Dans une seconde partie de thèse, nous avons questionné cette vision normative de la durabilité agroenvironnementale du biogaz, au prisme des dynamiques empiriques de développement de la méthanisation sur un territoire. Premièrement nous nous sommes intéressée aux impacts agroenvironnementaux réels de la méthanisation agricole, et à leurs déterminants. Pour cela, nous avons analysé, avec le cadre de la Farming system research et de l’Agronomie système, les changements de pratiques et de système de production, liés au développement du biogaz, chez une diversité d’agri-méthaniseurs dans les Vosges et le Bas-Rhin (région Grand Est). Nous avons analysé chez 23 agriculteurs méthaniseurs, les effets agroenvironnementaux au niveau des fermes et du proche territoire. Nous montrons que les trajectoires de durabilité des fermes sont plus diverses que les trajectoires idéales usuellement décrites dans la littérature, en raison des effets systémiques, indirects et peu documentés, de la méthanisation. Les ressources des exploitations et du territoire environnant, conduisent les agri-méthaniseurs à s’engager dans divers schémas de transformation de leurs pratiques et de leur système de production, parfois favorables à l’environnement, parfois défavorables. Deuxièmement, à partir d’une trentaine d’entretiens avec des acteurs du territoire, nous montrons que cette diversité observée est notamment liée aux dynamiques de mise en oeuvre locale des politiques publiques. La mise en oeuvre de cette politique en Grand Est laisse peu d’espace à l’évaluation et la prise en charge des enjeux agroenvironnementaux de la méthanisation. Les intérêts convergents de quatre « familles » d’acteurs du territoire autour des enjeux de transition énergétique et de création de valeur, ont permis une structuration rapide de la filière entre 2017 et 2021. Cependant les acteurs de l’environnement ont peu de moyens juridiques et économiques pour suivre la conformité agroenvironnementale du développement rapide de l’injection depuis 2017, malgré les garde-fous règlementaires existants.
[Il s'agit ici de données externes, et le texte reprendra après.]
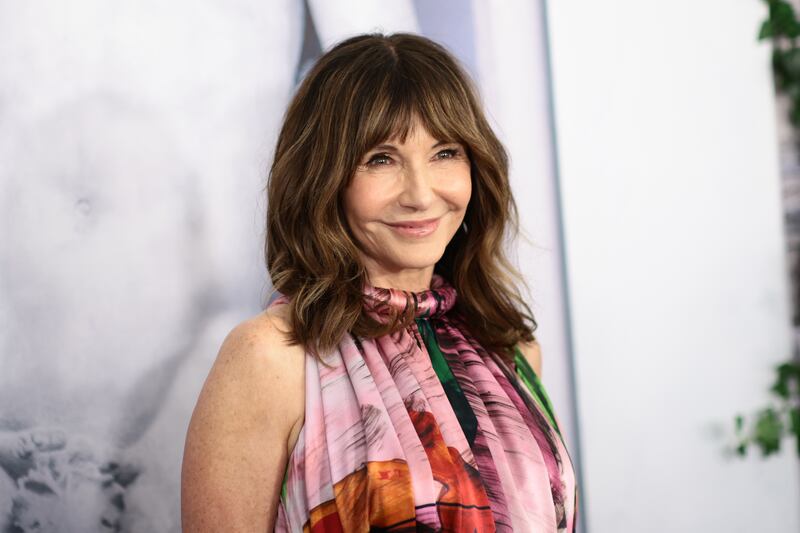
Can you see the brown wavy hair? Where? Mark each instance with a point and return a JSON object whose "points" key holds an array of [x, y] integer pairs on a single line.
{"points": [[362, 92]]}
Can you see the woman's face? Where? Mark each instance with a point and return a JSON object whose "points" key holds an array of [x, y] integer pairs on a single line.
{"points": [[423, 183]]}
Nous suggérons que le discours d’une durabilité « naturelle » du biogaz – identifié en partie 1 – a contribué à structurer une action publique territoriale en faible capacité d’appréhender et de prendre en charge les enjeux systémiques émergents tels que la pollution de l’eau, la concurrence d’usage sur les biomasses, ou l’évolution de la biodiversité dans les territoires.

Nous montrons donc, à travers ce travail de recherche interdisciplinaire original, qu’une vision technique de la durabilité agroenvironnementale de la méthanisation domine, aussi bien dans l’analyse scientifique de ses effets, que dans la compréhension politique de sa contribution à la transition agricole. De ce fait, les acteurs de la filière méthanisation française prennent insuffisamment en charge les enjeux agroenvironnementaux complexes de son développement, et les acteurs de l’environnement sont peu équipés pour penser les leviers et garde-fous d’une méthanisation durable. L’analyse de la contribution du biogaz à la transition agroécologique et l’accompagnement de la filière doivent donc être repensés, à l’aune d’une meilleure compréhension des effets systémiques du développement de celle-ci en agriculture. Cette thèse se conclut sur des pistes de réflexions visant à construire une politique publique d’une méthanisation agricole durable sur le plan agroenvironnemental.